On Fri, May 28, 2010 at 6:51 PM, Brian <Brian.Mingus(a)colorado.edu> wrote:
On Fri, May 28, 2010 at 5:31 PM, Liam Wyatt <liamwyatt(a)gmail.com> wrote:
Does anyone know of any research which
demonstrates a correlation between
the quality of an article in Wikipedia and the number of pageviews it
receives?
I'm trying to argue, as part of my work with museums, that if they want
to get people to come to their own website from wikipedia, then instead of
focusing on adding top-level links to the "external links" section, they
should instead focus on adding deep-linked footnotes and encouraging the
improvement of the quality of the article in general. This is on the basis
that "increased quality=increased pageviews=increased clickthroughs". A
win-win situation.
I have some very nice statistics of pageviews (from stats.grok.se) that
match the clickthrough stats from a museum (from their analytics) that
clearly demonstrate a correlation between increased pageviews and increased
clickthroughs. However, I'm still looking for some scientific data to prove
the link between improved article quality and an increase in the number of
views of that article.
Can anyone help?
-Liam
An easy way to pull this off looks like this:
- Create a list of all the featured articles
- Use
http://stats.grok.se to count their pageviews
- Generate a random list of articles
- Check their pageviews
- Compute correlation between pageviews / quality
You can also do a slightly more detailed analysis by using the Wikipedia
Editorial Team's ratings, but caveat emptor, their rating system is not
satistifactory as I've shown in a couple of papers. Nonetheless, if you
group together Featured/A/B articles and Start/Stub articles into two
groups, the result should be solid.
- DeHoust, C., Mangalath, P., Mingus., B. (2008). *Improving search in
Wikipedia through quality and concept discovery*. Technical Report.
PDF<http://grey.colorado.edu/mediawiki/sites/mingus/images/6/68/DeHoustM…
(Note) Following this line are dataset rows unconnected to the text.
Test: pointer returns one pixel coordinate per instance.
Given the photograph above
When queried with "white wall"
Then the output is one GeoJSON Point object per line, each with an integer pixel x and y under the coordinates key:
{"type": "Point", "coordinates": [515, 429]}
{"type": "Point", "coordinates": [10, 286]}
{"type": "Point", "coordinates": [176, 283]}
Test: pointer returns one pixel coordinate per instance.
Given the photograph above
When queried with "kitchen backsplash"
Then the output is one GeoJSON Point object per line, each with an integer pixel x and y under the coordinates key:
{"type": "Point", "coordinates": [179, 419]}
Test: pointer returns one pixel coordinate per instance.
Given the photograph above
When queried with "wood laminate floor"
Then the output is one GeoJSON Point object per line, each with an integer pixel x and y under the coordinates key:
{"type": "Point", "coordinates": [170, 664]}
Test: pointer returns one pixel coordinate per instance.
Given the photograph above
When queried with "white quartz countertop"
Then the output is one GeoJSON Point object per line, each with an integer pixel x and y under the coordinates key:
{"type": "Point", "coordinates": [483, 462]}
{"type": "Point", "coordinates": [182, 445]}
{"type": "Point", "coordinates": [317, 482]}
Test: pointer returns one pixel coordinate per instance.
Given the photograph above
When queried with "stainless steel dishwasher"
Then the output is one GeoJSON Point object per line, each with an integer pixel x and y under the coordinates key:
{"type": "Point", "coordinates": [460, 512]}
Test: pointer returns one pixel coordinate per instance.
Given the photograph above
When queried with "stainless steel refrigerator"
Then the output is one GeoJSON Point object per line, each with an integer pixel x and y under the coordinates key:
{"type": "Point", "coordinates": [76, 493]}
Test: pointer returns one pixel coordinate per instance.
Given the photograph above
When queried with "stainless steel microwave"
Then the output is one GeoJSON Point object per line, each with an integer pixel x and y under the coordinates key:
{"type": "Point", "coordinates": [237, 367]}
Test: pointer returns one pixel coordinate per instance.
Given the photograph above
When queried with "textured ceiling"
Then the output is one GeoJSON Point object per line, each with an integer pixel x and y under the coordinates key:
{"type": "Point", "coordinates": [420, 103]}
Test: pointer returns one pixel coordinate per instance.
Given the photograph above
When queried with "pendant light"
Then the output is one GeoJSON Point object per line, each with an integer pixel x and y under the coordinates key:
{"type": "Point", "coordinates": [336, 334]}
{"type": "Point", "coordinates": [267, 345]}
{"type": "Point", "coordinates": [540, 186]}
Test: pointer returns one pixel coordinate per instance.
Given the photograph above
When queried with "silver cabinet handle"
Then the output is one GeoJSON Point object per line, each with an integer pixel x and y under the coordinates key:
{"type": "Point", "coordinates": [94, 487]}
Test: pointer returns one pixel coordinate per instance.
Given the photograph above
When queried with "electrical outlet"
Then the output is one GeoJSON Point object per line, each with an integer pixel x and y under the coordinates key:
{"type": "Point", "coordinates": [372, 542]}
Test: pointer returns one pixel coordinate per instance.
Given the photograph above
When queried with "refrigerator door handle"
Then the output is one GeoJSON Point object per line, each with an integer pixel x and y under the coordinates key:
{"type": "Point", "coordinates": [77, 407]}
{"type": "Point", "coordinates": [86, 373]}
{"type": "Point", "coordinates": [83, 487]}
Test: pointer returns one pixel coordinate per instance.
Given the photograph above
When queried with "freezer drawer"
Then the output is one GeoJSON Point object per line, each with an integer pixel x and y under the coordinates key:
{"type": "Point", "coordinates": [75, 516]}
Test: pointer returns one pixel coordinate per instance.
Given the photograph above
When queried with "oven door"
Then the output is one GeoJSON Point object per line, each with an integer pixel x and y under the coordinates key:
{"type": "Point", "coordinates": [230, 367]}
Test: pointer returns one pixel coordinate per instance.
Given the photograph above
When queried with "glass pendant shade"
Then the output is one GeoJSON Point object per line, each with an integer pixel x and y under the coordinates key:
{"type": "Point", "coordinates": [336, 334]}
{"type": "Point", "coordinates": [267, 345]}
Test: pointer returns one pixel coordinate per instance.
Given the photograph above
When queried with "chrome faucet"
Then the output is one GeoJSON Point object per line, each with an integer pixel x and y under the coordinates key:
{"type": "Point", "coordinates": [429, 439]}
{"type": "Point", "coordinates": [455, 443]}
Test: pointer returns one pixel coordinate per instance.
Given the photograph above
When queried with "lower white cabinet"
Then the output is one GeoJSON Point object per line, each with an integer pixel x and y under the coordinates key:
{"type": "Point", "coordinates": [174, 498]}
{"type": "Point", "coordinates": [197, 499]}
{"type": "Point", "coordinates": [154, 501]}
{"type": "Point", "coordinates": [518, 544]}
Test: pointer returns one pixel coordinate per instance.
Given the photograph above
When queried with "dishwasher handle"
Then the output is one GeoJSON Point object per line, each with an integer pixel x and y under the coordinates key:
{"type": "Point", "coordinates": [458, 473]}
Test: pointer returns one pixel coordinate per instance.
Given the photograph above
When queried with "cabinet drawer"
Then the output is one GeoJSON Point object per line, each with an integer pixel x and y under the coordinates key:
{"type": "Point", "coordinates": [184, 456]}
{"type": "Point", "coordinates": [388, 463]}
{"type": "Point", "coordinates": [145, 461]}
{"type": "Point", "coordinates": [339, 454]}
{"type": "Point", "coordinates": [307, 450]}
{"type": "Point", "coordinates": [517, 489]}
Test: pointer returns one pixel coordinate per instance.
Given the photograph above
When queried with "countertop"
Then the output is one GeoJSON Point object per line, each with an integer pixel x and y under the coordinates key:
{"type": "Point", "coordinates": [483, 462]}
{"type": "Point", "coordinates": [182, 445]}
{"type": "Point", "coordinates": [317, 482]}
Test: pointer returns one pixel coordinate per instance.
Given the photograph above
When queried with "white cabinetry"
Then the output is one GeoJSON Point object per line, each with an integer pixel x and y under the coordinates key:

- Rassbach, L., Mingus., B, Blackford, T. (2007). *Exploring the
feasibility of automatically rating online article quality*. Technical
Report.
PDF<http://grey.colorado.edu/mediawiki/sites/mingus/images/d/d3/Rassbach…
Liam,
I've written you a quick bot that computes the correlation coefficient
between quality and pageviews for random samples of featured and random
articles in April. It requires Python and SciPy. You can find it here:
I suggest that you cross validate the result. In other words, run the
script several times and then average the results. It's rather slow, owing
to the slowness of Wikimedia properties. I personally didn't run it for more
than 10 featured and 10 random articles, but I set those numbers to 2000 for
you. It will take hours to run.
Cheers,
Brian